Another reason why I'm very conservative when it comes to adding/opening up for custom features is that it risks limiting what the future framework can evolve into later on. I look at every feature request and ask myself several questions: "How will this work with when run sequentially, or with another parallel backend?", "Will this limit or prevent us from implementing what's on the roadmap?", "What about the things we still don't know should be on the roadmap, but that someone eventually will ask about?", ...

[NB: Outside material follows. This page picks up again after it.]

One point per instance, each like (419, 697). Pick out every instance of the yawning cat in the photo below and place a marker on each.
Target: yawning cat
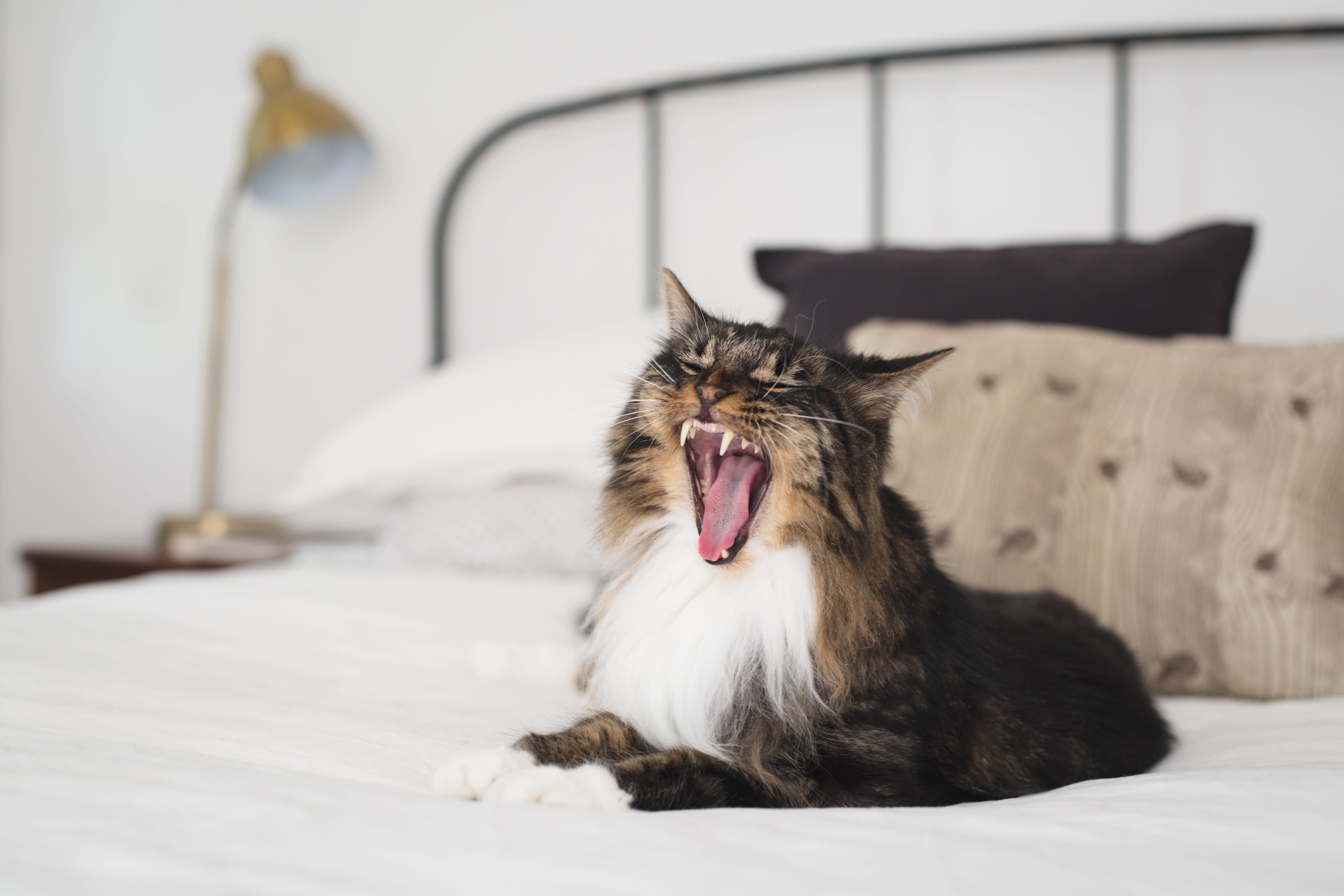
(776, 632)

In this case, what happens if the developer defines chunks based on the assumption that the code is parallelizing on the local machine, but the user choose to run on some other backend, e.g. a mix of local and remote workers, or on a job scheduler? I don't know the full answer, which is why I'm very careful to not open up low-level control that will be hard to undo. You'll see me take the same approach regarding

BTW, one reason for why future.apply:::makeChunks() is not exported is that its API is not settled and in flux. The purpose of the planned future.mapreduce package is to settle on a generic API that map-reduce APIs such as future.apply, furrr, and doFuture can build upon. (However, I don't think that it'll ever be meant to be used by end-users; it will target map-reduce API developers).